Tandoor cooked foods are popular in North India, in particular two of our favourite Indian foods: tandoori chicken and chicken tikka.
Tandoori chicken and chicken tikka are bright red/orange dishes, which have been marinated with yoghurt and spices like garam masala (a blend of various ground spices like peppercorns, cloves, cardamon, nutmeg etc), garlic, ginger, cumin, turmeric, cayenne pepper and red chilli powder (which gives it its colour).
Tandoori chicken is cooked with the bone on and is usually marinated over night.
Chicken tikka is boneless and cooked as skewers.
In the UK, the tikka was developed to be served with a spicy sauce and hence the famous “chicken tikka masala” was born (yup you read right, this famous Indian food dish is in fact born in the UK not India!)
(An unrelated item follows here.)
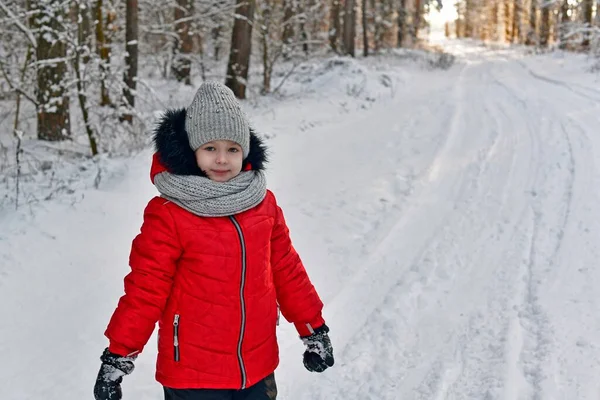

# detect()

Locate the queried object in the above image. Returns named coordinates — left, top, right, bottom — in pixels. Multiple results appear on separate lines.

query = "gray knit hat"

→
left=185, top=82, right=250, bottom=158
#3 PANEER, HEAVENLY INDIAN CHEESE
Paneer is another yummy favourite of ours, popular in north India.
Paneer is a soft white fresh cheese, which doesn’t melt (Stefan compares it to a softer version of the Cypriot halloumi cheese).
Paneer is used to make a variety of tasty curries, popular with vegetarians.
Amongst the many different types of paneer dishes, we particularly liked mutter paneer (with peas), palak paneer (with spinach) and kadai paneer – so named because it is cooked in a “kadai” pan, similar to a Chinese wok but with more depth:
South Indian food
South Indian food is unique because of the use of coconut as a base for almost every dish.
The spices used are differ a little bit from North Indian cuisines, for example, cumin is more popular in north India whereas in the south, tamarind and mustard seeds are preferred.
#4 SOUTH INDIAN BREAKFAST CURRIES
A curry for breakfast? Yup, and they’re damn tasty!
Another popular breakfast dish, particularly in Kerala, is puttu (or pittu).
These are steamed cylinders of ground rice layered with coconut and served with side dishes like chickpeas curry.
Puttus are made in a specifically designed phallic shaped steamer:
#5 BARFI, INDIAN SWEETS
India is an awesome place if you have a sweet tooth. Barfi are small square or diamond shaped Indian treaties made from condensed milk and sugar.
Different types of barfi include badam (almonds), pista (pistachios) and kaaju (cashew nuts). Fruits are also used to enhance the flavour, like mango and coconut, as well as spices like cardamon and rose water.
Barfi are delicious and completely captivated us, especially in this barfi bakery in Jaipur:
Our favourite Indian drinks
Lassi is the popular yoghurt based drink in India, which can be salted or sweet.
The traditional salty lassi is more popular in North India and flavoured with spices like ground cumin. They reminded us a lot of the salted yoghurt drink, ayran, popular in Turkey and Arabic countries.
Sweetened lassis are flavoured with fruits instead of spices. The most popular is banana and mango and taste more like smoothies or milkshakes.
Another popular lassi is “bhang” lassi, made from cannabis buds and leaves mixed into a paste with milk, ghee and spices. And yes, it’s apparently legal in most parts of India.
#7 CHAI, INDIAN TEA
India is one of the world’s largest exporters of tea along with China and Sri Lanka. Chai is the Indian (and also Greek!) word for tea.
An Indian chai is usually served milky and very sweet. Even more special is the delicious Chai Masala, which is milked tea flavoured with lots of spices like cardamon, cloves, cinnamon and many others.
Chai Masala is delicious and we highly recommend it.